Arthrose: Übungen für mehr Beweglichkeit in den Fingern

Arthrose: Übungen für mehr Beweglichkeit in den Fingern

Die ersten kühleren Tage kommen und mit dem Wetterumschwung fangen die Zipperlein wieder an. Was Sie dagegen tun können, verrät Ihnen das Team von Humanis, dem bundesweiten Pflegedienst.
Unsere Hände gebrauchen wir jeden Tag. Sie berühren und erschaffen. Doch wenn die Gelenke schmerzen, können alltägliche Dinge wie das Kochen oder Putzen zur Qual werden. Etwa fünf Millionen Frauen und Männern in Deutschland leiden unter einer Arthrose. Ältere Menschen ab dem 60. Lebensjahr häufiger. Betroffen sind Knie, Hüfte und Hände. Wenn Sie eine Arthrose im Frühstadium erkennen, haben Sie die Möglichkeit das Fortschreiten der Arthrose zu verlangsamen und länger schmerzfrei zu leben.

Der wichtigste Grundsatz: Bewegung statt Schonung!
Bei Arthrose ist Bewegung essenziell. Anstatt sich zu schonen, kann gezieltes Training die Beweglichkeit verbessern, Schmerzen lindern und den Verschleiß verlangsamen. Der Knorpel in den Gelenken dient als Stoßdämpfer zwischen den Knochenenden. Bei Arthrose baut er sich schneller ab. Bewegung hingegen fördert die Gelenkschmiere und erhält so den Knorpel. Hier gilt also: Mehr Bewegung für mehr Schmerzfreiheit und Flexibilität.

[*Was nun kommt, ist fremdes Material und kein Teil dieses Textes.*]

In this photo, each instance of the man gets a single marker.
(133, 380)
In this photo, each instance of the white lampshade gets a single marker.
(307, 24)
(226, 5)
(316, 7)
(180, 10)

Kleinere Übungen, die man gut in den Alltag integrieren kann, helfen dabei:

Pianofertigkeiten
Statt Luftgitarre spielen Sie einfach „Luftpiano“. Einfach Ihre Hände vor sich ausstrecken, sich ein Klavier vorstellen und loslegen. Bewegen Sie Ihre Finger entlang der Tastaturen.

Die Faust ballen
Strecken Sie Ihre Hand in einer gerade Linie vor sich aus. Anschließend krümmen Sie leicht Ihre Finger zusammen. Erst zur kleinen Faust, indem Ihre Handfläche noch frei bleibt. Anschließend zur großen Faust, indem sich Ihre Finger in die Handfläche beugen und der Daumen Ihre Finger umschließt. Wieder öffnen und die Übung ein einige Male wiederholen.

Handzeichen machen
Strecken Sie Ihre Hände so aus, dass die Handflächen zu Ihnen zeigen. Berühren Sie mit jedem Finger nacheinander den Daumen. Zuerst den Zeigefinger mit dem Daumen, dann den Mittelfinger und Daumen usw. Führen Sie diese Übung mit beiden Händen durch.

Den Fächer Zeigen
Stellen Sie sich Ihre Hand als Fächer vor, welcher sich öffnet und schließt. Breiten Sie Ihre Hand vor sich aus und spreizen und schließen Sie Ihre Finger im Wechsel.

Schwammspiele
Bewegen Sie Ihre Fingergelenke im lauwarmen Wasser. Nutzen Sie dazu einen Schwamm und kneten Sie diesen. Hand anspannen und wieder entspannen. Die Muskeln werden zudem noch gestärkt.

Angenehmes Linsenbad
Je nachdem, ob Ihnen bei Schmerzen Kälte oder Wärme hilft, nehmen Sie eine Schüssel mit Linsen und erwärmen diese im Backofen, bzw. stellen sie im Kühlschrank kalt. Tauchen Sie anschließend Ihre Hände in das Linsenbad und bewegen Sie leicht Ihre Gelenke.

Ziehen gegen das Ziehen
Durch leichtes Ziehen der einzelnen Finger, können Sie an den betroffenen Stellen Linderung verschaffen. Dadurch vergrößern Sie leicht den Gelenkspalt und verhindern, dass die Knochenenden stark aneinander reiben.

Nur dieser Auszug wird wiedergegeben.